Indagación al borde de un crimen
La novela “Fulgor de luciérnagas” de Miguel Donayre, es narrada por un exiliado que vive en Madrid y que regresa a su lugar a indagar el asesinato de un convencido militante de la corriente ecológica. En sus pesquisas, en la búsqueda de la verdad de los luctuosos hechos, recorre lugares y territorios, recuerda hechos y episodios, menciona aciertos y deficiencias de la causa verde. Paisajes y seres se alternan en conflicto o sosiego y describen un mundo turbio donde las cosas demoran en ser conocidas, aclaradas. La indagación propuesta por el personaje es descarnada y ocurre lejos de la industria del postal y el afiche, lejos de las bienvenidas musicales o de las falsas grandezas. En seguida un extracto de la cuarta novela de Miguel Donayre.
LAS PREGUNTAS SIN RESPUESTAS RONDABAN mi cabeza sobre ese asesinato. Recordaba que un viejo profesor en la universidad, en tono de ironía a sus propias clases de Derecho penal, nos apostillaba que si los cacos se apañaran en los detalles de sus fechorías, a los delincuentes no les pillarían nunca. Los sistemas policiales y judiciales andaban obsoletos y en la orfandad plena, desbordados. Todavía la máquina de escribir era el instrumento más preciado. ¿Han leído escritores peruanos de novela negra? Serían de un costumbrismo indigesto. Esas palabras me moqueaban más al saber las dilaciones en el caso del Samiria.
Éramos compañeros de ruta pero Rodrigo y yo marcábamos las diferencias. Le cayó como un tiro que me opusiera, públicamente, a la creación de un área protegida que él proponía porque adolecía de la consulta previa a la población que vivía dentro de esos linderos. Fue en un artículo para una revista de Derecho ambiental.
Esa gacetilla exacerbó su hiel. Se ofendió como una afrenta personal. En una crónica para el diario de la parroquia, me replicó con dureza. Me dijo de todo menos guapo: anacrónico, desinformado, desfasado, desarrollista de pacotilla. Su prosa rebosaba resentimiento y cólera. El de la verdad era él, el resto éramos ignorantes. Se le fue la pinza con sus picotazos, quizás avergonzado de su error, pero ofuscado por su orgullo herido que no pudo más, me quitó la palabra. La amistad se congeló. Nos distanciamos de un momento a otro, como ocurre entre los patas, una palabra mal dicha e interpretada daba pie a esos malentendidos. Marta me pidió que tratara de entenderlo, que de un calentón de boca no se salva nadie. A pesar de eso, le consideraba mi amigo, éramos pocos en esa resistencia, esta resistencia a favor de la naturaleza y andar peleados era una estupidez.

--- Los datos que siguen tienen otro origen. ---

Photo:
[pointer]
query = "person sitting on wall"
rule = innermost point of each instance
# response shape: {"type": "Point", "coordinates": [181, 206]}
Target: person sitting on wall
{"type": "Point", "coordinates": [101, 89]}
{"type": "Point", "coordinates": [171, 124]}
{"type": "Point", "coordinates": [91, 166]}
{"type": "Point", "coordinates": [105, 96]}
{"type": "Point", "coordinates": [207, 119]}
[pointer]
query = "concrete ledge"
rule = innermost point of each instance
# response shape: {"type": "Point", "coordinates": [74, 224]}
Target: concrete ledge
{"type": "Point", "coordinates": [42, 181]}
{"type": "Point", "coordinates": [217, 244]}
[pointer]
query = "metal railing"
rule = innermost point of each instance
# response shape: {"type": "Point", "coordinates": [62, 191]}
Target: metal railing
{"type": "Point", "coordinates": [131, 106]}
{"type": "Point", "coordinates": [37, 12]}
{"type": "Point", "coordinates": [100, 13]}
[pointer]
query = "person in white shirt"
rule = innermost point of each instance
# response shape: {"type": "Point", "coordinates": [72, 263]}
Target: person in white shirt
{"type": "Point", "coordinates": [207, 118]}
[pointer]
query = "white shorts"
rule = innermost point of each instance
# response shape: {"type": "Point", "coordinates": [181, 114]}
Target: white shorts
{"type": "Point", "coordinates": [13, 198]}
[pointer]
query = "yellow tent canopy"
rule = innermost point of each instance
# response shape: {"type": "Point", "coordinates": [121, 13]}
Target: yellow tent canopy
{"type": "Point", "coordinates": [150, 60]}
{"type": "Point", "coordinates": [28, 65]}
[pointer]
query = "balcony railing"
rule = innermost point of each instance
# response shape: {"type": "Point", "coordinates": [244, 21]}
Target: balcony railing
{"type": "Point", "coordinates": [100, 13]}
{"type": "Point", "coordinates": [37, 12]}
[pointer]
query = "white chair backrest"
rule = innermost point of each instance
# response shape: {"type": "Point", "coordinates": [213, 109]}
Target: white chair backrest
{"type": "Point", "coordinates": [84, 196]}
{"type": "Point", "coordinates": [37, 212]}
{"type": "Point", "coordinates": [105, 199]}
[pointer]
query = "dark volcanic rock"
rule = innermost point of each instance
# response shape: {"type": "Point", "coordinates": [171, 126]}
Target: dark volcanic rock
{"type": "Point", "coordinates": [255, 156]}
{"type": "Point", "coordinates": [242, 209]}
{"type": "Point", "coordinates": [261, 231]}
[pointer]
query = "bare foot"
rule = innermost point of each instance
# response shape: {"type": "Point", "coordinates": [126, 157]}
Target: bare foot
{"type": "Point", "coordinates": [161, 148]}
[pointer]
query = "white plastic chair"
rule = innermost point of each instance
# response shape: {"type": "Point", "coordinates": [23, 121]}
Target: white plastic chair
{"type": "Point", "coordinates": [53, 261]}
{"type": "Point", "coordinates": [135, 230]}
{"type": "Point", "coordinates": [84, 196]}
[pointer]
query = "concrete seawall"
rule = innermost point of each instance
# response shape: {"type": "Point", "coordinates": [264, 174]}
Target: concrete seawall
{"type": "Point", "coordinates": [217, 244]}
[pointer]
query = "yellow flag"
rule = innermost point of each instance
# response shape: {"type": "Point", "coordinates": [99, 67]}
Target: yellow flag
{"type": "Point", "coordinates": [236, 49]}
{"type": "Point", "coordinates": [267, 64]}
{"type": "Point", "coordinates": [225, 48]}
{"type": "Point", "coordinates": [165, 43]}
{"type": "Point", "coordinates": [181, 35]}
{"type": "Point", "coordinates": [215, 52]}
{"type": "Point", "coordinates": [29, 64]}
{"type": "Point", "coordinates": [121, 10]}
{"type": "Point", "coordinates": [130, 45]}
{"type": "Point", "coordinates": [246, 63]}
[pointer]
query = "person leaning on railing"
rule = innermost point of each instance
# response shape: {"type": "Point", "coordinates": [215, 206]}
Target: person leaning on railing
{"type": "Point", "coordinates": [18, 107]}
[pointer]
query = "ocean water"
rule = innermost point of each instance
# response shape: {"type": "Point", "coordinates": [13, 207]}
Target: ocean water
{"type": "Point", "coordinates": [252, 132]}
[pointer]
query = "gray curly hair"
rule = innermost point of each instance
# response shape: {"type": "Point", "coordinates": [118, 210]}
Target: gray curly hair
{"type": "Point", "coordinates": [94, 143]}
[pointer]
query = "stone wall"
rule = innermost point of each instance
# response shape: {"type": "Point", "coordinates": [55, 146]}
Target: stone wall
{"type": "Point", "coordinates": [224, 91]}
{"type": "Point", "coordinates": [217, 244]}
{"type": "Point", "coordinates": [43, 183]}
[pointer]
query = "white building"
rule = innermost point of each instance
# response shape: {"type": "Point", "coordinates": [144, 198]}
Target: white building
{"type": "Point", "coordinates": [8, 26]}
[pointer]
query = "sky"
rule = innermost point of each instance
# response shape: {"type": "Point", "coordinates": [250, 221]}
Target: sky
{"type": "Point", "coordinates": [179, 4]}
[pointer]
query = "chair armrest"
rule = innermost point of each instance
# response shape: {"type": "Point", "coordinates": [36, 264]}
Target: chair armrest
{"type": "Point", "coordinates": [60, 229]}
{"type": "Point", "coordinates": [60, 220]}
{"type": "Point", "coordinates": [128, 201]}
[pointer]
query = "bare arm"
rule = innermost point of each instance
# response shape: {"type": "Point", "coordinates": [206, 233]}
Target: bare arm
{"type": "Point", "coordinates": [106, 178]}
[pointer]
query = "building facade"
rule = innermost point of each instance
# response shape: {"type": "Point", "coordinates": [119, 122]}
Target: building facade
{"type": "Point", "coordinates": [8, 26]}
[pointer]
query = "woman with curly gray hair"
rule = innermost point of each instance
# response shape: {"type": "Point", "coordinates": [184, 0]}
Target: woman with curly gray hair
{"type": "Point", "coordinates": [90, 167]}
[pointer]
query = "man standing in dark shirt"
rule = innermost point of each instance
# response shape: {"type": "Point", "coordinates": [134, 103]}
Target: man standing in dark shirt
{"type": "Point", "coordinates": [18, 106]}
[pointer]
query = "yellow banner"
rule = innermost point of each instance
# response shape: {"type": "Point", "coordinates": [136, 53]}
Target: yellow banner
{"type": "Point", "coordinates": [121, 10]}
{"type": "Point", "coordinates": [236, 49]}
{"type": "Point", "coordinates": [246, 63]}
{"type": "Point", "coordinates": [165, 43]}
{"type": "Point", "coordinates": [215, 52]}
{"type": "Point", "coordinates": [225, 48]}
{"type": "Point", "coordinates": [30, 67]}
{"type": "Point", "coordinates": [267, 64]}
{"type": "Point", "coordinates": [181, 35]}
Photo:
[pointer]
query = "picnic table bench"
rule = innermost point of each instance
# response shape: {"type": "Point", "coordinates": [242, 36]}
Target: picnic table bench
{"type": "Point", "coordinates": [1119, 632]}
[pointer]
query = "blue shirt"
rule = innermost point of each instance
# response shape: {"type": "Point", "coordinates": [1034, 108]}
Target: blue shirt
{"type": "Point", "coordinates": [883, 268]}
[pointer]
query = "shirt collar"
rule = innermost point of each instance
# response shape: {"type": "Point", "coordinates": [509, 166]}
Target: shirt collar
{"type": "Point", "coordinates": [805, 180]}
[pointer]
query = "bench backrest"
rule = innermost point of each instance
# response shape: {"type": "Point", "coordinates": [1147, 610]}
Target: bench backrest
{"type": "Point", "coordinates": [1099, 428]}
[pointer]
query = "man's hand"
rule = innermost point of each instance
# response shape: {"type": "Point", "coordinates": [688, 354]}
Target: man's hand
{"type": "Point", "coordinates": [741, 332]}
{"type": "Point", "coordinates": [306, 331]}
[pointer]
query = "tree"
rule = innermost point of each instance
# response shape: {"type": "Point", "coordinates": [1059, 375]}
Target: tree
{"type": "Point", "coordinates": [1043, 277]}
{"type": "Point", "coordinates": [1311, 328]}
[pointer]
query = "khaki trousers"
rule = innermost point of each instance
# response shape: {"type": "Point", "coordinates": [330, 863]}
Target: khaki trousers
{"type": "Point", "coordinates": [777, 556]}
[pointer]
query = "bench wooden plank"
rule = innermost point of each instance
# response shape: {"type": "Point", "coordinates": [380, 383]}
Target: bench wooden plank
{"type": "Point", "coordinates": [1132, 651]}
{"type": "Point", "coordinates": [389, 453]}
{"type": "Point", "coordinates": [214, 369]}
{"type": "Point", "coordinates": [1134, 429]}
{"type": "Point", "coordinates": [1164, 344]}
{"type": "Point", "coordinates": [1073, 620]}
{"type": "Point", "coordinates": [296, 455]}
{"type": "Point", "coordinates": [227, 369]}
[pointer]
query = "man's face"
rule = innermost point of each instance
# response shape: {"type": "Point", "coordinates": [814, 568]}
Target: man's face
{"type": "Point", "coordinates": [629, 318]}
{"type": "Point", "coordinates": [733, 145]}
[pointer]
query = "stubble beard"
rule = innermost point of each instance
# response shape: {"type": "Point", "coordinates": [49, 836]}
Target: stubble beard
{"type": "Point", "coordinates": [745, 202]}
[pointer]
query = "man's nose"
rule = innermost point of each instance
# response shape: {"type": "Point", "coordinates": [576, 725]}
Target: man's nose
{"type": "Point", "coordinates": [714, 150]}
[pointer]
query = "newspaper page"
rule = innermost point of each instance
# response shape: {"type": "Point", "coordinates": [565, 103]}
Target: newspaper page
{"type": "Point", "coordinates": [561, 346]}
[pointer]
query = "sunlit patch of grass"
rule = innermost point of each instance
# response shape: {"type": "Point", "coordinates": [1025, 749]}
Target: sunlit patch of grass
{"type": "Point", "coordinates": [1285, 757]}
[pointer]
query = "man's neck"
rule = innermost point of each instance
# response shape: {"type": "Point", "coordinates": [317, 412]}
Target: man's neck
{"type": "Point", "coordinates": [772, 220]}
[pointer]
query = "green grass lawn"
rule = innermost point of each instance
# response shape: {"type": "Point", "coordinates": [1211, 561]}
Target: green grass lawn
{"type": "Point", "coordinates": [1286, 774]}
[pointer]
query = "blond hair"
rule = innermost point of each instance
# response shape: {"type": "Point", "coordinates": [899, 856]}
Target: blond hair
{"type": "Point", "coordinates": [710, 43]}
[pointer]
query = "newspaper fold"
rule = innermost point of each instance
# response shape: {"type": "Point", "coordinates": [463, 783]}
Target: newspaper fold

La trágica muerte de los guardabosques inundó los titulares de los diarios. Los que financiaban los proyectos se quedaron desconcertados. No entendían qué pasaba, porque en los reportes mensuales apuntaban que “eran comunidades tranquilas e implicadas, que colaboraban en las actividades planificadas previamente, como el fondo rotatorio de pesca (que liberaba Artemio) o de la explotación racional del aguaje con subidores, no se tumbaba el árbol en la Comunidad de San Miguel y el ejemplo cundía en los colegios”, reseñaba la memoria de los proyectos.
Mientras miraba el paisaje desde el techo del barco al que subí, por cortesía del capitán de la lancha, me llovían preguntas. ¿Hubo móviles pasionales como recurrentemente se rumoreaba en los caseríos? Humberto Parodi me comentó en un correo, Ignacio, me ha dicho un pajarito que fue un lío de faldas de ese muchacho, quién no ha tenido ese pecado venial en esta tierra, me soltaba el chascarrillo. ¿Fueron solamente a rescatar por la fuerza la red decomisada o se les fue la mano? ¿Esa muerte ocultaba otros intereses?